There are many profound experiences to be had in a concert hall, but an evening of soprano and mezzo duets isn't one of them. Still, on the disc they brought out last autumn, Barbara Bonney, Angelika Kirchschlager and accompanist Malcolm Martineau managed to pick out some of the more interesting numbers in this frothy repertoire. Many of those made it into this recital - along with lashings of sugary charm, a few girly hugs and a line in the programme from Kirchschlager about how it wasn't only their voices fitting together but their souls, too. Yeuch.
She was right in one way, though: those voices, both expressive and relatively light, are very well matched. It was Bonney who played big sister, apologising for colds that seemed to have emasculated some of Kirchschlager's low notes but left Bonney herself seemingly unaffected.
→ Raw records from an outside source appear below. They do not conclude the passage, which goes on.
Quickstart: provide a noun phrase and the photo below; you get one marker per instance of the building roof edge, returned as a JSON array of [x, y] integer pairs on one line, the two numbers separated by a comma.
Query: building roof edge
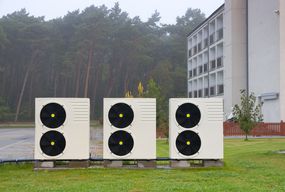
[[207, 19]]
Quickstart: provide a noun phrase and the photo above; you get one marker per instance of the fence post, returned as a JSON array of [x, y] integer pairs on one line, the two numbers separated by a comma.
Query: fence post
[[282, 127]]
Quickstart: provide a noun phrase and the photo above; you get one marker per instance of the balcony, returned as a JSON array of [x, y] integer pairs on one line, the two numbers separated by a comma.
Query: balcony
[[220, 89], [212, 65], [212, 91]]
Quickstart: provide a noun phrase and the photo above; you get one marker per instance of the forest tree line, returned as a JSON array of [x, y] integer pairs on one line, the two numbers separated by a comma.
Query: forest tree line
[[98, 52]]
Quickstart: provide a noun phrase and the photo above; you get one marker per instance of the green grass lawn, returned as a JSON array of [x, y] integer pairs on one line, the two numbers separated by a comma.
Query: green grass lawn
[[249, 166]]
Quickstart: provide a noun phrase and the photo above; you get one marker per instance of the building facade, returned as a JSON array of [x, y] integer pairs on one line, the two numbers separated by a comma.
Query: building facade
[[240, 46]]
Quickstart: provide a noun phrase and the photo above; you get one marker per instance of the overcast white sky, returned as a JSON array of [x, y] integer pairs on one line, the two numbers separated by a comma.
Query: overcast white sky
[[168, 9]]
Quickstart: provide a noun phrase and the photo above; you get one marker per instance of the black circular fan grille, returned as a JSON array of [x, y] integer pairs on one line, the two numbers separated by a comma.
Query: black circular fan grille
[[188, 115], [121, 143], [53, 115], [121, 115], [52, 143], [188, 143]]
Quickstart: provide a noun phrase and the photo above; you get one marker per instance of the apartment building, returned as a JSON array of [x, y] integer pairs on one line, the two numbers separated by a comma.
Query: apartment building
[[240, 46]]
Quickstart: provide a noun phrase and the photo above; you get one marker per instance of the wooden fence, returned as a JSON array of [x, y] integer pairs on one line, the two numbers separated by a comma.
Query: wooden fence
[[261, 129]]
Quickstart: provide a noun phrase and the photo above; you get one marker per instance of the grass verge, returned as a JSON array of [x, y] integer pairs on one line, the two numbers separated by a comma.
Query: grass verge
[[249, 166]]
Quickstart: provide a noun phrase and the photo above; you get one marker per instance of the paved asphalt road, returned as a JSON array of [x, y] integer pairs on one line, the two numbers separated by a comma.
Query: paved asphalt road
[[18, 143]]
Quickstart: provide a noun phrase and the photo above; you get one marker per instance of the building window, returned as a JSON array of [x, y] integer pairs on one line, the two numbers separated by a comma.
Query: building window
[[190, 53], [212, 91], [199, 47], [220, 34], [190, 74], [206, 43], [200, 69], [195, 50], [205, 67], [195, 94], [213, 64], [206, 92], [200, 93], [219, 62], [194, 72], [220, 89], [212, 39]]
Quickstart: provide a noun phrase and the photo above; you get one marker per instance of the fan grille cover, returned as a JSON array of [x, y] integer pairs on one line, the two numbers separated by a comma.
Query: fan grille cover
[[188, 115], [121, 143], [121, 115], [53, 115], [188, 143], [52, 143]]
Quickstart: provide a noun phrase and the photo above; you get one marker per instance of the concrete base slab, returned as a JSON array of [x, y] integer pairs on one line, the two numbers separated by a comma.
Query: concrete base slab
[[179, 164], [213, 163], [78, 164], [146, 164], [113, 163], [45, 164]]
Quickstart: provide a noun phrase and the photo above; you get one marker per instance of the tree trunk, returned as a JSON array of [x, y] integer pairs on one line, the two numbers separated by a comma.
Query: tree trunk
[[23, 87], [88, 71]]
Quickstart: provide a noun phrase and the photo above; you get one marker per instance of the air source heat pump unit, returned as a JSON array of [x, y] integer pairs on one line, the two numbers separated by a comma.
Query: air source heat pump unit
[[129, 128], [62, 128], [196, 128]]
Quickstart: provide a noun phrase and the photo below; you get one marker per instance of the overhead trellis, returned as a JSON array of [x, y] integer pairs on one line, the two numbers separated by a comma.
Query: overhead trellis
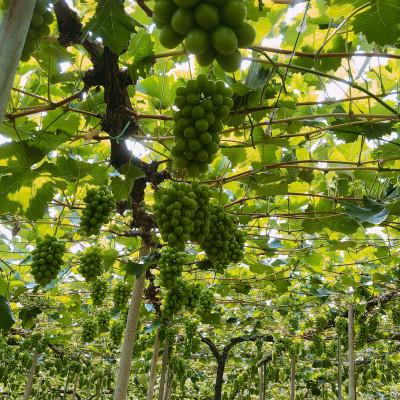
[[302, 166]]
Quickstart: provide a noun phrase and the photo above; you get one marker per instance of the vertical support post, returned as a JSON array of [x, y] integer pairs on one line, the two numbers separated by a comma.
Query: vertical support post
[[164, 367], [13, 31], [352, 383], [31, 374], [153, 368], [261, 382], [292, 377], [125, 361], [339, 367]]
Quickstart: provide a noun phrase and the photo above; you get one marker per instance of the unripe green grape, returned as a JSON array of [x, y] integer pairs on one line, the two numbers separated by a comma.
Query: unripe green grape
[[89, 330], [103, 320], [98, 291], [116, 331], [224, 242], [121, 294], [91, 263], [99, 204], [203, 104], [47, 259]]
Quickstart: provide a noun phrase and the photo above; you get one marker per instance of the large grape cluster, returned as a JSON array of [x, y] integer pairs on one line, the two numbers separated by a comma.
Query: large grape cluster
[[203, 105], [171, 266], [206, 301], [38, 28], [98, 291], [181, 295], [396, 315], [175, 210], [47, 259], [211, 29], [121, 295], [99, 204], [89, 330], [224, 242], [91, 263], [202, 216], [103, 320], [116, 331]]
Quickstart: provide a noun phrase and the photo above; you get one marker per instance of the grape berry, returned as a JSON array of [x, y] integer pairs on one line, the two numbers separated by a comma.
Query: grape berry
[[91, 263], [98, 291], [203, 105], [210, 29], [47, 259]]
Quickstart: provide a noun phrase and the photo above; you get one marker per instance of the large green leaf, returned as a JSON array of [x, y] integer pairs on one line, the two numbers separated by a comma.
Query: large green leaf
[[112, 24], [380, 22]]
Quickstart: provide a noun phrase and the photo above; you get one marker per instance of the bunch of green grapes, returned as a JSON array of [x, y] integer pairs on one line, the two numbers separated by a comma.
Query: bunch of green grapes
[[99, 204], [38, 28], [91, 263], [175, 209], [121, 294], [211, 29], [171, 266], [341, 326], [373, 324], [320, 323], [318, 345], [47, 259], [89, 330], [181, 295], [202, 216], [116, 332], [103, 320], [224, 242], [179, 367], [203, 105], [206, 301], [192, 341], [396, 315], [98, 291]]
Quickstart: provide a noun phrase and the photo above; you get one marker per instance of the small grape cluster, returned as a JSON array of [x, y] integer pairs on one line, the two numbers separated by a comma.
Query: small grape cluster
[[121, 295], [98, 291], [203, 104], [181, 295], [341, 326], [224, 242], [89, 330], [318, 345], [192, 341], [202, 216], [206, 301], [320, 323], [47, 259], [103, 320], [91, 263], [396, 315], [116, 332], [99, 204], [211, 29], [38, 28], [175, 210], [171, 266]]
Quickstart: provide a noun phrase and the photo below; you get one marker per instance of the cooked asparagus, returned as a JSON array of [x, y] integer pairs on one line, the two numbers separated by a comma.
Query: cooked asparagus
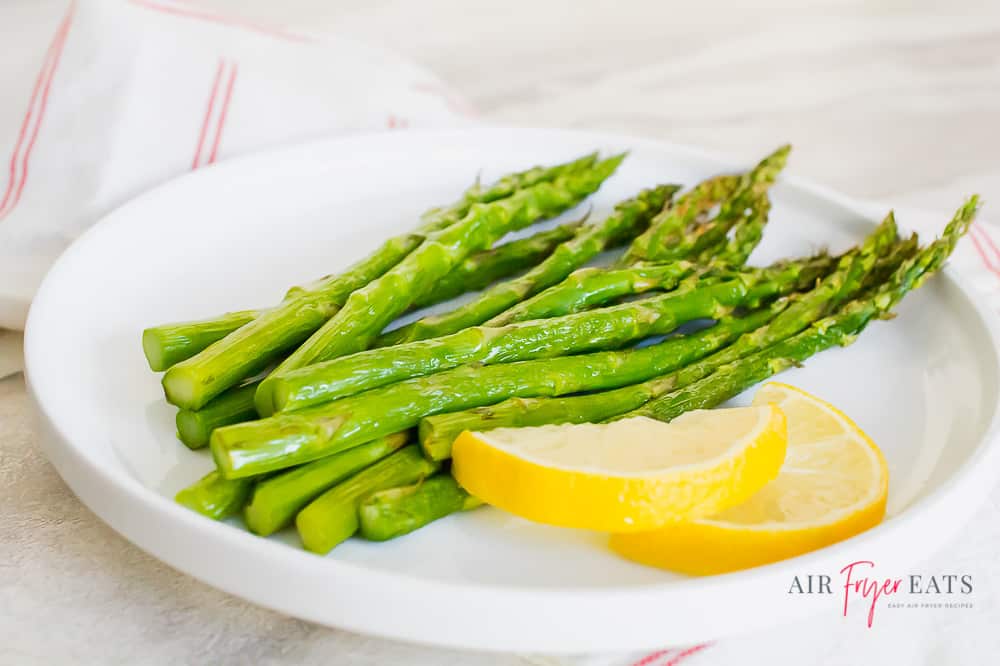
[[629, 217], [391, 513], [333, 516], [606, 328], [369, 309], [252, 347], [277, 499]]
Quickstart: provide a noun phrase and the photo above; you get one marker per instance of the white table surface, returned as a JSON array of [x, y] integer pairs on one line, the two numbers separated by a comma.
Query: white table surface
[[894, 101]]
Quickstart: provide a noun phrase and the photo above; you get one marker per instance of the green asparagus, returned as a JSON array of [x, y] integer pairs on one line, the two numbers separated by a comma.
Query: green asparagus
[[673, 221], [606, 328], [591, 287], [332, 517], [169, 344], [276, 500], [839, 329], [291, 438], [369, 309], [251, 348], [634, 365], [438, 432], [214, 496], [629, 217], [397, 511], [484, 268], [172, 343], [194, 427]]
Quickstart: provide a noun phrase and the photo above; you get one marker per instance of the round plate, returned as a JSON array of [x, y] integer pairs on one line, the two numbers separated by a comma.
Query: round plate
[[235, 236]]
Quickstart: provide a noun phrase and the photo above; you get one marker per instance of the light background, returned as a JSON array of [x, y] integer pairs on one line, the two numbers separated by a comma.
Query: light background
[[893, 101]]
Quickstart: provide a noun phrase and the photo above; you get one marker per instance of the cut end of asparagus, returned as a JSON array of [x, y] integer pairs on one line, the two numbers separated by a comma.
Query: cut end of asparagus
[[181, 388], [215, 497], [153, 348], [263, 399], [190, 430]]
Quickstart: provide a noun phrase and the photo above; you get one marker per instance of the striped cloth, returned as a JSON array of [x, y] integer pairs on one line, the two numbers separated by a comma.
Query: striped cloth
[[117, 96]]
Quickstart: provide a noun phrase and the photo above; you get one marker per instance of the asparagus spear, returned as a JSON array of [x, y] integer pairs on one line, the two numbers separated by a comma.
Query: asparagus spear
[[753, 186], [438, 432], [215, 497], [747, 234], [172, 343], [839, 329], [333, 516], [251, 348], [194, 427], [369, 309], [291, 438], [484, 268], [276, 500], [669, 238], [591, 287], [391, 513], [629, 217], [587, 288], [605, 328]]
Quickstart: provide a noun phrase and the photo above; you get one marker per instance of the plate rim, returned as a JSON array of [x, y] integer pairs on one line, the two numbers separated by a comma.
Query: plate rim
[[74, 465]]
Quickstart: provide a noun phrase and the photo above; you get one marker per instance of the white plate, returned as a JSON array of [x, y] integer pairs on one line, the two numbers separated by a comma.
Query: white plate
[[234, 236]]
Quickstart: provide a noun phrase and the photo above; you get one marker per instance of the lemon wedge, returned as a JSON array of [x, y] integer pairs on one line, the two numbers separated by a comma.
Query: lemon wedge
[[633, 474], [832, 486]]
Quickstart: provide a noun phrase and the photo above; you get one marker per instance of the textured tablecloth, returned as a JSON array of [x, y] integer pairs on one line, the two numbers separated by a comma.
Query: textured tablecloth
[[882, 100]]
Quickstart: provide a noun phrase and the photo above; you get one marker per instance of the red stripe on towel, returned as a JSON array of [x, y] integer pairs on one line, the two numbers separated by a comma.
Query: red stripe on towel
[[687, 653], [653, 656], [208, 115], [980, 250], [223, 113], [34, 116]]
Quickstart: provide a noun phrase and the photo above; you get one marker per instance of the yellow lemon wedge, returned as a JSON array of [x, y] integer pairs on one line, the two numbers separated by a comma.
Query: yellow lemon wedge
[[632, 474], [832, 486]]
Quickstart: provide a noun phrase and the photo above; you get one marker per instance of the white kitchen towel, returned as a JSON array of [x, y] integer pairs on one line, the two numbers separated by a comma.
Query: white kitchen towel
[[116, 96]]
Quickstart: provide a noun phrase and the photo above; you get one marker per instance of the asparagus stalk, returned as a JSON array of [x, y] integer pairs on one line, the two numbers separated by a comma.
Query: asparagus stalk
[[291, 438], [391, 513], [629, 217], [484, 268], [252, 347], [672, 222], [369, 309], [734, 209], [591, 287], [215, 497], [169, 344], [277, 499], [747, 234], [587, 288], [333, 516], [669, 237], [606, 328], [438, 432], [839, 329], [194, 427]]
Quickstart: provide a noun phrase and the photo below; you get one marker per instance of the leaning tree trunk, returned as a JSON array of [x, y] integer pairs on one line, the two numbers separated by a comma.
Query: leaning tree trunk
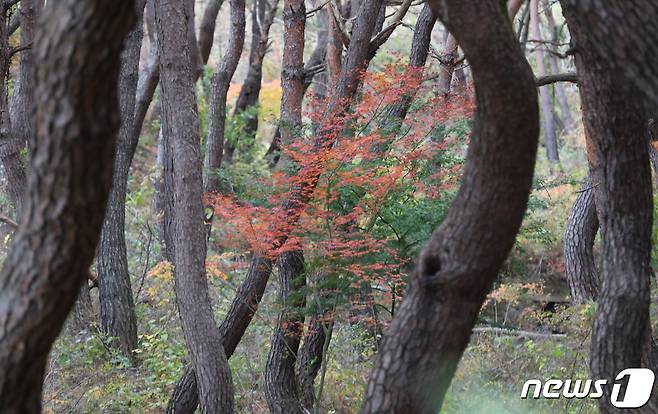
[[77, 50], [250, 292], [117, 307], [545, 101], [617, 64], [180, 129], [457, 267], [280, 380], [220, 83], [580, 267]]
Mendelssohn's Six Duets seemed a mere warm-up to three from Schumann's Spanisches Liederspiel, which found the pair more animated, responding to the subtle swing Martineau brought to the dance rhythms of Botschaft. Five French songs brought a richer vocal presence from Kirchschlager, and provided some of the evening's least formulaic music. Fauré's Tarantelle was a high-speed obstacle course, with Martineau skilfully maintaining an illusion of gathering momentum. He had fun, too, in the flamboyant interjections amid the singers' flirty entreaties to their imaginary gondoliers in Rossini's Voga, o Tonio. But the most satisfying music came in Dvorak's 13 Moravian Duets: their rustic Czech folk-song idiom is well suited to this combination of voices, while their varying treatment of the texts, whether mischievous or poignant, is closer to the serious lieder tradition.
The only time we got to hear much of either singer on her own was in the long solo passages of the second encore, Gounod's D'un Coeur Qui t'Aime, by which time both were sounding tired. A shame, as a couple of brief forays into the solo repertoire might have given us something to chew on amid all that candyfloss.